Publié le mercredi 25 février 2015, par

Les plaignants Pascal Bodjona et Kpatcha Gnassingbé, du moins devant la Cour de justice de la CEDEAO, vont devoir garder leur mal en patience. Siégeant hier mardi à Abuja, la Cour de justice de la CEDEAO n’a pas pu délibérer dans les deux dossiers concernant ces Togolais envoyés derrière les barreaux depuis plusieurs mois pour le premier et depuis plusieurs années pour le second. Dans l’un comme dans l’autre dossier, la Cour a mis les affaires en délibéré pour arrêt être rendu le 24 avril 2015.

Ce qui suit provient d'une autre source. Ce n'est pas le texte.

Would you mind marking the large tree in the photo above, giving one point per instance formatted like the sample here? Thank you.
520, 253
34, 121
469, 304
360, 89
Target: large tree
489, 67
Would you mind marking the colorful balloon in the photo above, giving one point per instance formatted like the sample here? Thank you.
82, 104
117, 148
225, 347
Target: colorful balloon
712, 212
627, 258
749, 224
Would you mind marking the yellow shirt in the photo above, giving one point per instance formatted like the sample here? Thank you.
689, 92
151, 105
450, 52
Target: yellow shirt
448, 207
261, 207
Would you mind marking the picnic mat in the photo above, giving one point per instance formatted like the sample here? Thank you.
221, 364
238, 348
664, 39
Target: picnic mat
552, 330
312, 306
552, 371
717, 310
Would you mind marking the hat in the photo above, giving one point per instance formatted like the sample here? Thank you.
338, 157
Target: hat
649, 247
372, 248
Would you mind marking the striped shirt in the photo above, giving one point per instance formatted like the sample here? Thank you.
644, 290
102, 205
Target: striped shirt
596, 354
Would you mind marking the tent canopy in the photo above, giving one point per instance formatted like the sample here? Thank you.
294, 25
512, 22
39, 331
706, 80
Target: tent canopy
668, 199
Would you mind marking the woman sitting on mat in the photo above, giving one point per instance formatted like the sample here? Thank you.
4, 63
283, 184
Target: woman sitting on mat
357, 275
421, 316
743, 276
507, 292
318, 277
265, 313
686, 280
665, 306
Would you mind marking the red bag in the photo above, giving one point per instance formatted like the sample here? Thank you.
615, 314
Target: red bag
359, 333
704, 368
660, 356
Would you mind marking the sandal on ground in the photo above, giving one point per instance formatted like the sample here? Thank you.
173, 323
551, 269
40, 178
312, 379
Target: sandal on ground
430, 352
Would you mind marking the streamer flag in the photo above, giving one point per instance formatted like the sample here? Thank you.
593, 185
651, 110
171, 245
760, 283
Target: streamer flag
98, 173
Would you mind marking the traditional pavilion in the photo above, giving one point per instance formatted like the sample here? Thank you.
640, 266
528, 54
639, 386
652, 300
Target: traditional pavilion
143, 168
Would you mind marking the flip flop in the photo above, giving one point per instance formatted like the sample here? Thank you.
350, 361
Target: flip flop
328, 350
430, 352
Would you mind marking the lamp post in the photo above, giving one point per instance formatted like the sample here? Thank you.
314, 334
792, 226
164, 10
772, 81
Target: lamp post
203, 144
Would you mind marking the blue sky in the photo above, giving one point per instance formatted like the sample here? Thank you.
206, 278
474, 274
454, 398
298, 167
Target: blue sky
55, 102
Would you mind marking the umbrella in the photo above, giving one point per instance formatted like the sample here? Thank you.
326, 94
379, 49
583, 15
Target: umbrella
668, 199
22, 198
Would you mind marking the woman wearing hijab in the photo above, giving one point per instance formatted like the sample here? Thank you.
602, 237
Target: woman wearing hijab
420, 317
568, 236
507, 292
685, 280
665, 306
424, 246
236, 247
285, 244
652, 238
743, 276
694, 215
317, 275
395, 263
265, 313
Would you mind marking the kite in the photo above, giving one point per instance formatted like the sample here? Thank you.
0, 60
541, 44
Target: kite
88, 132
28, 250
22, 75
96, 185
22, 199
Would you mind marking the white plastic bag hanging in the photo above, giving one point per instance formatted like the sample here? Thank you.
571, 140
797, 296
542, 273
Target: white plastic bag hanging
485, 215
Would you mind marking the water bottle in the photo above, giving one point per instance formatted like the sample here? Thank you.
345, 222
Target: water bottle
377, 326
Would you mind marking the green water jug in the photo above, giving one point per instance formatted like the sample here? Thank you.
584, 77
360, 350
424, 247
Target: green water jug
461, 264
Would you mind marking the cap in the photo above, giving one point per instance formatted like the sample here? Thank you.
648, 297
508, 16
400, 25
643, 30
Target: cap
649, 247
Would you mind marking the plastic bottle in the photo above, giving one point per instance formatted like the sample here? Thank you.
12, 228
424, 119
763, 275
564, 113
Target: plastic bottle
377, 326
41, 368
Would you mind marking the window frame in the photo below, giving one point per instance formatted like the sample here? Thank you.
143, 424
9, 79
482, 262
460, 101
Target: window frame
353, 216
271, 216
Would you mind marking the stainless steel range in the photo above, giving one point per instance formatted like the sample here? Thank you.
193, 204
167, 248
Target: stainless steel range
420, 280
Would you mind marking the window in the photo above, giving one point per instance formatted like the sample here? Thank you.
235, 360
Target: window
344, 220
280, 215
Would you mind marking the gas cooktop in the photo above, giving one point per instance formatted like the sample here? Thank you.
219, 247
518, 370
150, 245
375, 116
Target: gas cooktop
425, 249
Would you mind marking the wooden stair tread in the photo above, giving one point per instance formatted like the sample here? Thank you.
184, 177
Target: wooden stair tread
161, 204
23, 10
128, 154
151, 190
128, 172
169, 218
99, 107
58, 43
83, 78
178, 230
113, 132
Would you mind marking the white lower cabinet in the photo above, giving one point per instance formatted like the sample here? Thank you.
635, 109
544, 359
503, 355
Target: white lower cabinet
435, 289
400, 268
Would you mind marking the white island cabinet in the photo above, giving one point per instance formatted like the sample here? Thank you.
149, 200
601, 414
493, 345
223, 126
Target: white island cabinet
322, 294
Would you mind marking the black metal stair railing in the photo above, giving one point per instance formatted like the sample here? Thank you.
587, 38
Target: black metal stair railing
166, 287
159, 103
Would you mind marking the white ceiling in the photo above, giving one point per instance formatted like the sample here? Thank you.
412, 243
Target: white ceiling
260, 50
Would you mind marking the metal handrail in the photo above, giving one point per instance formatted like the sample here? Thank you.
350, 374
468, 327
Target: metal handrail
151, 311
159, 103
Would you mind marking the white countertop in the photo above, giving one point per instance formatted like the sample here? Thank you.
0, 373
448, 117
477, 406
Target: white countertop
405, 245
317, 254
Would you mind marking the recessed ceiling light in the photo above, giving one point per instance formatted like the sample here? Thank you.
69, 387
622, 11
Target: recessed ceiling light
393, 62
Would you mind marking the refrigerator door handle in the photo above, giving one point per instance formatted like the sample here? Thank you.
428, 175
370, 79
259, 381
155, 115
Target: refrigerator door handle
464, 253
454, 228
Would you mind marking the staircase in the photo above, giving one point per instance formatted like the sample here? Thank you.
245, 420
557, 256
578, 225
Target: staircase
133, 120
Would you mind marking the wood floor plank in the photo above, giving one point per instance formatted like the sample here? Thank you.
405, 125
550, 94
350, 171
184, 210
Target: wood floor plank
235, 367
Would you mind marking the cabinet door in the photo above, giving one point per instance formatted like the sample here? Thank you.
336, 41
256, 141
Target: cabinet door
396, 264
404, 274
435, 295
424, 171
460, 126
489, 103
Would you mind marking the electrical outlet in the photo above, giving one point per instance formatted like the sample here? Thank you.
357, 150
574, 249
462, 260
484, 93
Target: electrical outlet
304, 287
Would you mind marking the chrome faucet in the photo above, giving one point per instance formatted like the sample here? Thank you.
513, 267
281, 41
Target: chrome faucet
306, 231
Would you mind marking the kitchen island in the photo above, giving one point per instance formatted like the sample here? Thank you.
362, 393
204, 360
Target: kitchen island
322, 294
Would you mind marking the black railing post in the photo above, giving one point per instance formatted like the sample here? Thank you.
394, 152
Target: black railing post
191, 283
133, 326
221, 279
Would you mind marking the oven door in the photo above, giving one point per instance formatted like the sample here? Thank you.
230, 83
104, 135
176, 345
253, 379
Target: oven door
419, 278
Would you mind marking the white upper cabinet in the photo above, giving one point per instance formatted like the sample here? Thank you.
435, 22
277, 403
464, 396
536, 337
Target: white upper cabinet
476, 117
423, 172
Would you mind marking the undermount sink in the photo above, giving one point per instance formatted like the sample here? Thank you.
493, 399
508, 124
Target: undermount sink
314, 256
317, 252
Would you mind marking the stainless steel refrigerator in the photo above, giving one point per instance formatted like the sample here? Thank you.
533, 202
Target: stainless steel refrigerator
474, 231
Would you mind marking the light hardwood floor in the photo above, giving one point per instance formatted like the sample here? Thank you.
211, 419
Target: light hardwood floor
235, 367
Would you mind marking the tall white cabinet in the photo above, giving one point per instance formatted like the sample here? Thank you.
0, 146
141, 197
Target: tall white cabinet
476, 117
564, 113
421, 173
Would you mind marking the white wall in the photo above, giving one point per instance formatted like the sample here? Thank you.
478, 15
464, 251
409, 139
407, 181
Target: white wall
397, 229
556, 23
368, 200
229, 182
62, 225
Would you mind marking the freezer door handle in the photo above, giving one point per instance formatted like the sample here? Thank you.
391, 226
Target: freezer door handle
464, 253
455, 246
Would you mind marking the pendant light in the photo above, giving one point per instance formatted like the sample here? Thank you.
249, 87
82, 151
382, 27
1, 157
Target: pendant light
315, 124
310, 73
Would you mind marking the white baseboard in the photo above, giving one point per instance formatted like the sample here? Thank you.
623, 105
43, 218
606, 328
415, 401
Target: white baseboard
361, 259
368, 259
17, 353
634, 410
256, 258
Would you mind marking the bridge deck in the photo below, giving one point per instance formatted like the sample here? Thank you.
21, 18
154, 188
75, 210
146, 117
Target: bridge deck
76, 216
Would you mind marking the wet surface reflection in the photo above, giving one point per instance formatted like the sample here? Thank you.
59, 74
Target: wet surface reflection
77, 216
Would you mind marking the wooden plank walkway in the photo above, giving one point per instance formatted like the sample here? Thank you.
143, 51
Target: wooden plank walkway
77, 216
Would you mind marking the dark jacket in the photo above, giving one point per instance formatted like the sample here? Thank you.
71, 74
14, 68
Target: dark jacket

Pour le cas Kpatcha Gnassingbé, on se rappelle qu’un arrêt avait été déjà rendu mais seulement que, d’après les avocats de ce dernier, l’exécution a été faite en partie. Mais le conseil de ce dernier avait eu droit à plaider le dossier. Un point de vue contraire à celui des avocats de l’Etat. Selon Me Jil Bénoit Afangbédji, ils ont eu à plaider le dossier sur trois points, « à savoir le fait que dans l’arrêt qui a été rendu le 03 juillet 2013, la cour a retenu entre autres que les droits à la défense de nos clients ont été violés et que nos clients n’avait pas bénéficié de procès équitable. Il a été ordonné à l’Etat togolais de prendre toutes les mesures nécessaires et urgentes pour faire cesser ces violations ». Aussi pour Me Afangbédji « l’Etat togolais a dit aujourd’hui qu’il a exécuté la décision. Mais à notre humble avis, c’est une décision qui a été exécuté partiellement. Ce n’est pas le paiement des dommages et intérêts qui fait cesser la violation en cause. C’est la libération de nos clients ».
Quand au dossier Bodjona, les avocats croient dur comme fer qu’il y a eu à son endroit et contre sa personne plusieurs violations. Parmi ces violations, il y a l’arrestation et la violation dont il est victime. Le droit à user des voies de recours avait été tout simplement violé. On ne peut pas arrêter poursuivre et jugé la même personne deux fois pour les mêmes faits, ce droit aussi a été violé. Soumis à la torture psychologique, traitement cruel inhumain et dégradant.
On attend de voir si les interprétations dont les avocats de l’ancien ministre de la Défense et de l’ancien ministre de l’Administration territoriale, sont les auteurs seront les mêmes que celles de la Cour. Rendez-vous est donc pris pour le 24 avril, date retenue pour la délibération dans les deux dossiers.